What I was trying to say is that my equation assumed that on any given day the drive was as likely to fail as any other.

This simplification makes the graph showing that the instantaneous probability of failure over time completely flat, and greatly simplifies the math.

My assumption was obviously false because the curve wouldn't be flat and given the available information should instead be estimated using a best fit curve of the available data points.

Then you have to write an equation that represents the chance of a drive failing at a particular instance, and then multiplies that by the change of the 2nd drive failing from that instant to plus 7 days.

It can be done but it is messy and would take me a about 2-5 hours because I haven't do anything like that in awhile.

I think the results are a close estimate.

---

If you want better results you can create a best fit curve, determine the highest daily failure risk and then use that for the whole year.

Much easier to calculate and it places an upper bound on the actually probability.

That is you could say with confidence that the probability is less than x%.

---
That the statistics are for the set of all drives used, and that there are potentially identifiable subsets with different failure statistics, in no way invalidates the statistics or the equations.

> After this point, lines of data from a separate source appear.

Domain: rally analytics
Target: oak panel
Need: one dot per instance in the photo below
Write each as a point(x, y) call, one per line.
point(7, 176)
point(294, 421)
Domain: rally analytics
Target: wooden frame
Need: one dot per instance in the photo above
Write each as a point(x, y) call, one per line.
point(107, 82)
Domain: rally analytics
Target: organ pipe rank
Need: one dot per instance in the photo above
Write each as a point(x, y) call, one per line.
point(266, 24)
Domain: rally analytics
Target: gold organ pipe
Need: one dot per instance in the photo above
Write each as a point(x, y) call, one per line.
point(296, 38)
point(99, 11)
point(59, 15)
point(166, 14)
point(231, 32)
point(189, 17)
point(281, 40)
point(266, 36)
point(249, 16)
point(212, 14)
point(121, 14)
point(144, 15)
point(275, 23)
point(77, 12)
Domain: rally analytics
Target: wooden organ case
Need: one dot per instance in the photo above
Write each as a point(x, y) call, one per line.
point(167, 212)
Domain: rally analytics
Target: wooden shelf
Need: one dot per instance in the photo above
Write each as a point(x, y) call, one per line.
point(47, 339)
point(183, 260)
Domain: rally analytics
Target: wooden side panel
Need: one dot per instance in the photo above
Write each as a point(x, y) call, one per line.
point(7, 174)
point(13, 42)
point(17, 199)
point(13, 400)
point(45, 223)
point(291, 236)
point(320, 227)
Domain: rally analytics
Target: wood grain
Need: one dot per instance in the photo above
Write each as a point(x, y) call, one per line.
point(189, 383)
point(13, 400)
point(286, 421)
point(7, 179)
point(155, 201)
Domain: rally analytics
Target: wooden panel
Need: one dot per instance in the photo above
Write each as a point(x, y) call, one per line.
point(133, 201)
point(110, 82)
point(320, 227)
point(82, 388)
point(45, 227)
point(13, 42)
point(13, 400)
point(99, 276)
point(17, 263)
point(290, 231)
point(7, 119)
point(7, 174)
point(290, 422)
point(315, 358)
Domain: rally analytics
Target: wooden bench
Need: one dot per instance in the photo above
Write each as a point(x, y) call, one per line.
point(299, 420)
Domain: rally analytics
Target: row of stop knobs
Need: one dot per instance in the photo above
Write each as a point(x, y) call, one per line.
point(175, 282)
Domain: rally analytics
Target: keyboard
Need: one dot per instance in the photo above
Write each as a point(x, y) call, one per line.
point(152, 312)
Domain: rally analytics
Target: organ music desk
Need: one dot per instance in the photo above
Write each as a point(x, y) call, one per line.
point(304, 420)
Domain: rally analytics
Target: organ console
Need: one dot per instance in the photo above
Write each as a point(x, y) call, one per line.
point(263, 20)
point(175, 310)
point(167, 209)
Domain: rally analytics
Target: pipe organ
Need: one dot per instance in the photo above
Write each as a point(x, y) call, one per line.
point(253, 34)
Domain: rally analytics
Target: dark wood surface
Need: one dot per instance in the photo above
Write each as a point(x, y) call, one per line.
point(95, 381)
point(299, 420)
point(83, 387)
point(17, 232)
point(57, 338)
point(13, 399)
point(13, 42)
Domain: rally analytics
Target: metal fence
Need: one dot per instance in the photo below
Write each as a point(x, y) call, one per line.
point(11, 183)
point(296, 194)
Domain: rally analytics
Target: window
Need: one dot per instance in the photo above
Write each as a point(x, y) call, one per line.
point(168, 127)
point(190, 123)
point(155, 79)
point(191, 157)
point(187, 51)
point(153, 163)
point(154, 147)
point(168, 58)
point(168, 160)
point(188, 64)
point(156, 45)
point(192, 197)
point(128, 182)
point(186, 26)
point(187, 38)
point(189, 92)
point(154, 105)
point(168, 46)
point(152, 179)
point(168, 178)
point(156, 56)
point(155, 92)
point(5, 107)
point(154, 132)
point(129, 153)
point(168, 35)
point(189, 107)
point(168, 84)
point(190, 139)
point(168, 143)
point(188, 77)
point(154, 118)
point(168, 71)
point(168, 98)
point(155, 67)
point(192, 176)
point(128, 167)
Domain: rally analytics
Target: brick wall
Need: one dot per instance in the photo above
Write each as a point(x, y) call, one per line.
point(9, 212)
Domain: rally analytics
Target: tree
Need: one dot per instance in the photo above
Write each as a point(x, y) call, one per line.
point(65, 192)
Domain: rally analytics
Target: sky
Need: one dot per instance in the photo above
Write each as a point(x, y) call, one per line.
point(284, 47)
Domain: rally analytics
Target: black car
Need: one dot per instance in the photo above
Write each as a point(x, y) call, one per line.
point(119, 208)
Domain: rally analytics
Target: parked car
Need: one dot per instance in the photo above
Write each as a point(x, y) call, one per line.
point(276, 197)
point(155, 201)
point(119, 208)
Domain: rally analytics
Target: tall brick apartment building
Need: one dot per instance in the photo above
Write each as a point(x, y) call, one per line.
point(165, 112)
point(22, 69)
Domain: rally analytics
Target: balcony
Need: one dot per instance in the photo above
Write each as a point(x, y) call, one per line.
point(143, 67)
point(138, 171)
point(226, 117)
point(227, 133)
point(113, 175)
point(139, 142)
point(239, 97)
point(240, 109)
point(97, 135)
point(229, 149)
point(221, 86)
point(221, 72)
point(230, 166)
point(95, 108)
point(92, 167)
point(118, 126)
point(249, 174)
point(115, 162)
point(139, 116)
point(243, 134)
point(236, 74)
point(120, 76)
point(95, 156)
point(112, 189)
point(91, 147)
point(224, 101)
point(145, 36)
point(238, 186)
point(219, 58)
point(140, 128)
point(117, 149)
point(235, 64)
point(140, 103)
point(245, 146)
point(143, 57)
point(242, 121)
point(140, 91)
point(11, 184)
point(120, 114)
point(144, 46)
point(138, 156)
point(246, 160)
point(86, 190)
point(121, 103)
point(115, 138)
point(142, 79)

With all statistics there would be potential subsets that end up getting generalized. Sometimes a more detailed study will decrease the margin of error, sometimes it will increase it if the subsets end up being too small.

The entire point of statistics is to generalize and predict based on generalizations.

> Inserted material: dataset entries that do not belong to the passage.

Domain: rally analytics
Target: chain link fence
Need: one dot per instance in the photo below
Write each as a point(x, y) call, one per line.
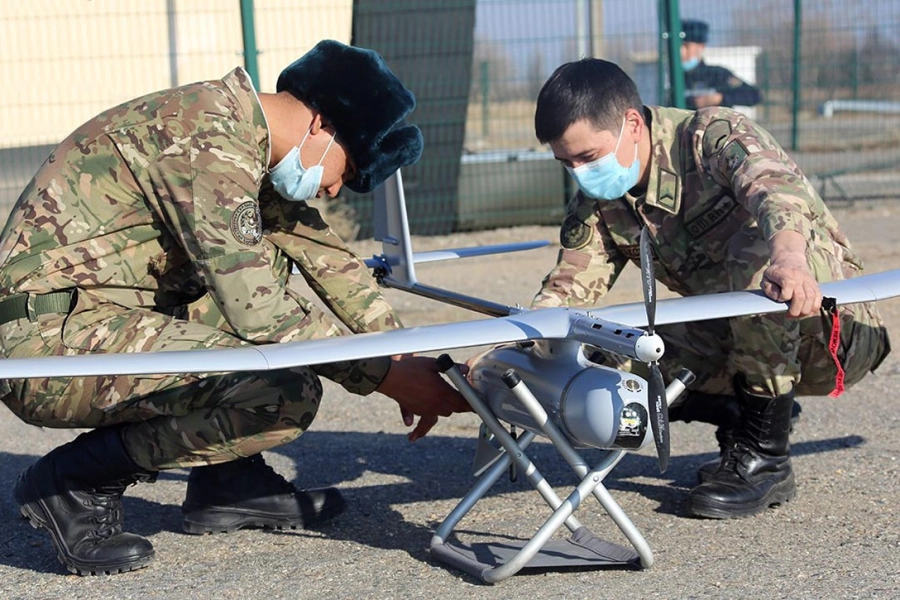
point(828, 71)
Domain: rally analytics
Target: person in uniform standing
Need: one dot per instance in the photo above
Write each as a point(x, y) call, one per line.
point(174, 221)
point(726, 209)
point(710, 85)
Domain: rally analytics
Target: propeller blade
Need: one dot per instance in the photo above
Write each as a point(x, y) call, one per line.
point(648, 278)
point(659, 415)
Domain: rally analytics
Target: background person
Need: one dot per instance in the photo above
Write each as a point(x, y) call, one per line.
point(710, 85)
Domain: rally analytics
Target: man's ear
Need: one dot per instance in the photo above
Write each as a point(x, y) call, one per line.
point(317, 123)
point(634, 124)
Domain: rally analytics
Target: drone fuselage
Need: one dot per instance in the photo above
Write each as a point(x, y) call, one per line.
point(593, 405)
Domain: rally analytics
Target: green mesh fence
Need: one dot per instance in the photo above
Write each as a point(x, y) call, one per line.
point(828, 71)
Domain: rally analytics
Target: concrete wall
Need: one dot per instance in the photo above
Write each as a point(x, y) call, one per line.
point(64, 61)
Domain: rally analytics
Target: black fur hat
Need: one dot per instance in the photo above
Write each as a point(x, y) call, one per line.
point(366, 103)
point(695, 31)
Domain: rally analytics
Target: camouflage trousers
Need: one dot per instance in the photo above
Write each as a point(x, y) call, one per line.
point(173, 420)
point(774, 353)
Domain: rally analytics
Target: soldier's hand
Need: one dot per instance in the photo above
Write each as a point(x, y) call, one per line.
point(789, 278)
point(415, 382)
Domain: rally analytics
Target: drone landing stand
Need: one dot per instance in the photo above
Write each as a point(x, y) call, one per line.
point(495, 561)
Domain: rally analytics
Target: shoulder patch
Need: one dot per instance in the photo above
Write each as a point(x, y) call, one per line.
point(246, 224)
point(575, 233)
point(716, 135)
point(734, 154)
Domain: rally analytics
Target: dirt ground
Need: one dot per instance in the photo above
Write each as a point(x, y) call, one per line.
point(840, 537)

Get too specific and instead of having x% of 2007 model Y cards have defective anti lock breaks you get nothing but a list of people who's cars have been examined.

---
 

WizardOZ

Distinguished
Sep 23, 2006
250
0
18,780
I didn't say your stats were invalid. I said that your result was over optimistic. The issue of within brand and between brand reliability is a reasonable concern. Yes it does make the calculations messier and more difficult. That's how it goes.

There is nothing technically wrong with using simplifications - as long as you make it clear that you have done so, specify what they are and the overall impact of these simplifications. In most cases the rough results from simplified calculations are pretty close to the more fussy calculations, especially as sample size goes up.